### Kardiaflow - Bronze Claims Auto Loader

**Source:** Raw Parquet files in ADLS

**Target:** `kardia_bronze.bronze_claims` (CDF enabled)

**Trigger:** Incremental batch via Auto Loader; append to Bronze Claims table

**Description:** The Bronze layer is our raw ingestion zone. Data lands here directly from source files via Auto Loader with minimal transformation. The original schema is preserved as much as
possible, audit fields (_ingest_ts, _batch_id, _source_file) are added, and Change Data Feed is enabled for downstream
use.
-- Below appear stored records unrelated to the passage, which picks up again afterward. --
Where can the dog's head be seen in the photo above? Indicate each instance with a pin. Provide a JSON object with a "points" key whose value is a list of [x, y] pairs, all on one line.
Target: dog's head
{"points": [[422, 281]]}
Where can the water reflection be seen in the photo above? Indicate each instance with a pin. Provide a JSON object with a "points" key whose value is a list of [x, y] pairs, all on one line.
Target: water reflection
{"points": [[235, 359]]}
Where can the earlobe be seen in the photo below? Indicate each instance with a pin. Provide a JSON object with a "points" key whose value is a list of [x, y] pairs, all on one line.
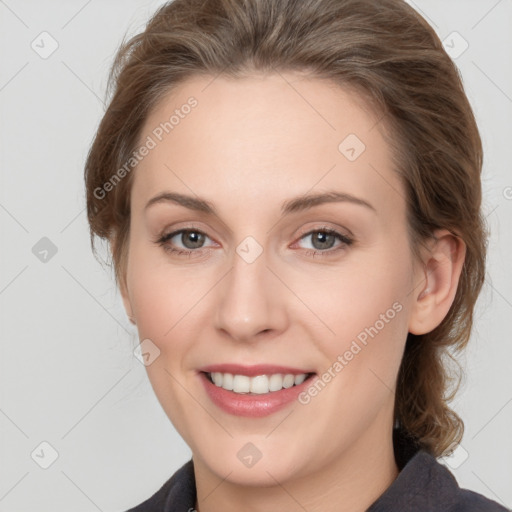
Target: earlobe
{"points": [[439, 275]]}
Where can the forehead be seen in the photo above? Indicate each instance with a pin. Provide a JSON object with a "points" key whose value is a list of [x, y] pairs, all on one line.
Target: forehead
{"points": [[267, 135]]}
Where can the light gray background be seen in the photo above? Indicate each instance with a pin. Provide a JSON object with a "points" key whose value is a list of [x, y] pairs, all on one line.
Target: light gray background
{"points": [[68, 374]]}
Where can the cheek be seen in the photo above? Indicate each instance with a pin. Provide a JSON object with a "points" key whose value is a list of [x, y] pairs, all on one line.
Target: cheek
{"points": [[366, 307]]}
The
goal is durability and traceability. Bronze is an auditable record of what was received, not yet cleaned or
standardized.

In [0]:
import pyspark.sql.functions as F

from kflow.config import BRONZE_DB, bronze_paths
from kflow.etl_utils import add_audit_cols
from kflow.notebook_utils import init, show_history

**Step 1. Initialize environment and load paths**

Start by calling `init()` to set up authentication, Spark configs, and database context.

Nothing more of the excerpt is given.